Сергей Ауслендер предвидел немногочисленность и невпопад-ность критических отзывов о «Доходном месте». Знающий, в отличие от Б. Ромашова, театр Мейерхольда не понаслышке, он считал, что все дело в самом подходе режиссера к этой пьесе Островского. «В ней нет материала для слишком шумных восторгов и возмущений. Постановка без пороха (в буквальном и переносном смысле). Простой, неплохой спектакль, который можно спокойно смотреть без скуки и раздражения» [8].

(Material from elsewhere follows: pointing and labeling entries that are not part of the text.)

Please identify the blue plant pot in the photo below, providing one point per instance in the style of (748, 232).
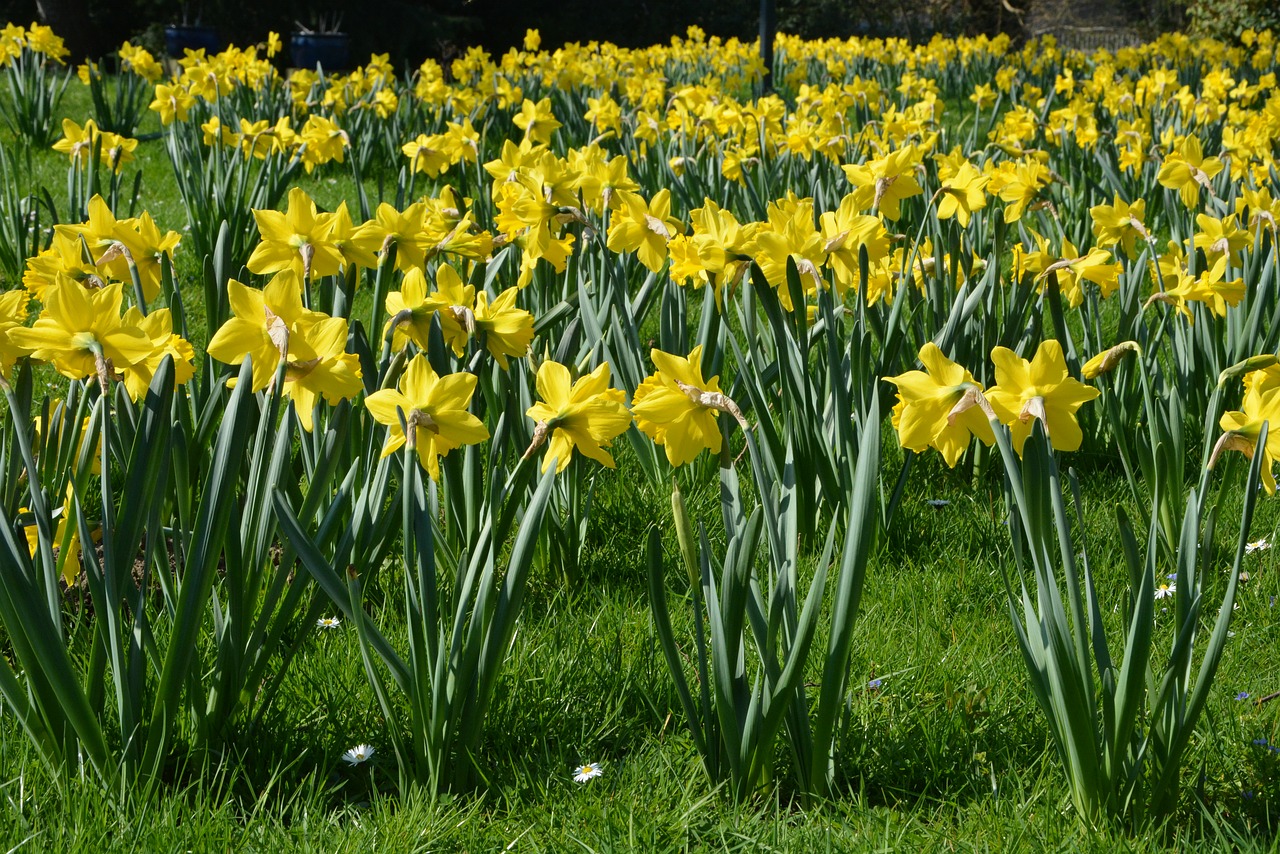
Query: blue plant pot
(179, 39)
(330, 51)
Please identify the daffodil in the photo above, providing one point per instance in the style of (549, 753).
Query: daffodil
(677, 409)
(963, 193)
(297, 238)
(261, 325)
(158, 327)
(885, 182)
(13, 315)
(1243, 429)
(585, 415)
(938, 407)
(320, 368)
(1188, 170)
(411, 309)
(81, 332)
(1041, 388)
(507, 329)
(435, 407)
(644, 228)
(536, 120)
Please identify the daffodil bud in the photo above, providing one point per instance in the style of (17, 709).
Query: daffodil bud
(1106, 361)
(1248, 365)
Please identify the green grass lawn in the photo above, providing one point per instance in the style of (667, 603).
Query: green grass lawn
(946, 750)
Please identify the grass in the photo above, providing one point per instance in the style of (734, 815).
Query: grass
(947, 752)
(949, 749)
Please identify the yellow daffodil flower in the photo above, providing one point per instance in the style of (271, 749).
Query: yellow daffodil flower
(437, 410)
(585, 415)
(677, 409)
(1038, 389)
(937, 407)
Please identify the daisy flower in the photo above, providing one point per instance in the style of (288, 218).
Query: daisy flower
(590, 771)
(359, 754)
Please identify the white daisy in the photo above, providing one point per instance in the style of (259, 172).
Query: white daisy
(359, 754)
(590, 771)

К. Л. Рудницкий, спустя много лет, в книге «Режиссер Мейерхольд» писал, что в критическом «взрыве», вызванном «Лесом», «Доходное место» даже не вспомнили. Однако спектакль, едва ли не «беззвучно» возникший в московской афише, шел и шел, и с нарастающим успехом. В подтверждение историк ссылался на статью Б. В. Алперса 1937 года, чтобы сказать: «Постепенно выяснилось, что „Доходное место" — режиссерский шедевр Мейерхольда» [9, с. 288]. Рудницкого повторила М. И. Туровская, правда, уклонившись от такой оценки, как «шедевр». По её мнению, Мейерхольд поставил «общедоступный», обреченный на «добротный» успех, «рядовой» спектакль, который «лишь с годами» мог проявить «надежную, неброскую новизну, и устойчивое равновесие всех частей — свою истинную классичность» [10, с. 40-41]. Но то, что «Доходное место» уступало «Лесу», в двадцатые годы было для всех очевидно.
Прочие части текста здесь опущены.